WCRP-CMIP / CMIP6Plus_CVs

Controlled Vocabularies (CVs) for use in CMIP6Plus
Creative Commons Attribution 4.0 International
3 stars 4 forks source link

remove "collection" from individual CVs #57

Open taylor13 opened 5 months ago

taylor13 commented 5 months ago

I think we can avoid lots of headaches if we adopt the following terms: a dataset collection (DScollection) is a collection of datasets that all rely on a common collection of CVs (CVcollection). I introduced the concept of dataset collections a few years ago, and I have become convinced it is essential in thinking about the various WCRP-related datasets.

And why not define a CVcollection in a json file (rather than including the information in every CV included in a collection)? That is, remove the collection information from each of the CV's and instead list all the CV's that belong to each CV collection in a separate json file. A contributing CV could be included in multiple CV collections. Each time any of the contributing CVs were modified, a new CV collection would be defined which would be the same as the previous collection except for the presumably few contributing CVs that have changed.

Schematic of CVcollection file:

"CVcollection": {
      "CMIP6plus_CVcollection":{
                 "collection_version":"6.5.1.0", 
                 "CVcollection_modified":"2023-11-20T16:32:10Z",
                  "CVcollection_release":"??"
                  "contents":{
                            "CMIP6plus_DRS":"v6.5.0.8", (could name "MIPs_DRS" and indicate 6plus by the version: 6.5.?.?)
                            "MIPs_product":"v1.1.1.1",  ("MIPs" prefix indicates that this uses a CV for product that is 
                                                                                  likely useful across MIP phases 
                                .
                                .
      "CMIP6plus_CVcollection":{
                 "collection_version":"6.5.1.1",
                 "CVcollection_modified":"2024-02-20T10:32:00Z",
                  "CVcollection_release":"??"
                  "contents":{
                            "CMIP6plus_DRS":"v6.5.0.8", (version indicates CMIP6plus)
                            "MIPs_product":"v1.1.1.2",  (version indicates product is same 
                                                                 as version 1.1.1.1 , but with additional options for product)
                                .
                                .

This way of doing things makes it clear what has changed from one CV collection version to the next. Also different CV collections can draw on a common set of CVs (e.g., obs4MIPs and input4MIPs might rely on the same "frequency" CV as CMIP).
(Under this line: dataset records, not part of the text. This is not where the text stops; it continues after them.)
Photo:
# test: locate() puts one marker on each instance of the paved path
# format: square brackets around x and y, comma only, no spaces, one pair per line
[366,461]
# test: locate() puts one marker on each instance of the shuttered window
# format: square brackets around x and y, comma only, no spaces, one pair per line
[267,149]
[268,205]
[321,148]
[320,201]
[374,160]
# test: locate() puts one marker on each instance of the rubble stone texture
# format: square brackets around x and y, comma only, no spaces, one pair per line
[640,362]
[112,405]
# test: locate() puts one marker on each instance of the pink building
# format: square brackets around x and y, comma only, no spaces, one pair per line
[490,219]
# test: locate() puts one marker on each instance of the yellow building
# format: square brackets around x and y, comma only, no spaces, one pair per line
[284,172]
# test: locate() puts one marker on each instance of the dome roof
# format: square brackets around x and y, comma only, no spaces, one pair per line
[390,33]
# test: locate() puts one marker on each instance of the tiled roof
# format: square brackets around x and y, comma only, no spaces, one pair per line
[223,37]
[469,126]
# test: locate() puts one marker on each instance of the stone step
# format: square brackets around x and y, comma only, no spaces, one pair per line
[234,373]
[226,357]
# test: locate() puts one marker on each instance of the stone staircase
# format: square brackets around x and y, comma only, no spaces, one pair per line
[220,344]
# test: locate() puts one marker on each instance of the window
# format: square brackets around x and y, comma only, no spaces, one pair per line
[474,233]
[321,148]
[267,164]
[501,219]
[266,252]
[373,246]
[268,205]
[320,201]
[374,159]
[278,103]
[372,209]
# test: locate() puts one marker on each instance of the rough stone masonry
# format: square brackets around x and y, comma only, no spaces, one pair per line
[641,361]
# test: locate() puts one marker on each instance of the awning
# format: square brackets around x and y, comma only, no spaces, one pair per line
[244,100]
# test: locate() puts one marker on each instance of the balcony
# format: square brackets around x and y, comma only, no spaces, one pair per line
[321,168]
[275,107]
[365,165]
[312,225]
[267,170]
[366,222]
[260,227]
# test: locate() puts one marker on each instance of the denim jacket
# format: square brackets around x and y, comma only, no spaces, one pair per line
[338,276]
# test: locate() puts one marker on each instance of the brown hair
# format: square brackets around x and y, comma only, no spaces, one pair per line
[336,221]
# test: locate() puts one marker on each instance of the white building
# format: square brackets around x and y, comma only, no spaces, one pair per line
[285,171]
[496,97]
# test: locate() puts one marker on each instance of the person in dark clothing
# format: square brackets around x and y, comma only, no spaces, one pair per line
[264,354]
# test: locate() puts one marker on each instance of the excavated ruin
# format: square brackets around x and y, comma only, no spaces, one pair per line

This also makes it easy for us to clearly indicate which CVs apply to each proposed "dataset collection" (DScollection). Each dataset in a particular DScollection would have to conform to the specifications found in a single CVcollection. (We could allow the least significant digits of the CVcollection version to be different (i.e. datasets conforming with CVcollection version 6.0.2.8 and 6.0.2.9 could be included in a single DScollection.) For example, adding a new source_id to a CV wouldn't disrupt datasets already published because the new CVcollection would be backward compatible with the old, only including additional options for source_id. Thus, datasets conforming with 6.0.2.8 and 6.0.2.9 could be included together in a single DScollection.

The individual CVs included in a CVcollection would not record what collections they belong to. So the "collection" portion of the "header" currently found in each CV would be omitted. Each individual CV then would be independently versioned.

Of course we could copy from the master CV repository all the CVs comprising a CVcollection and bundle those together to make the collection easy to obtain (by CMOR or ESGF, for example).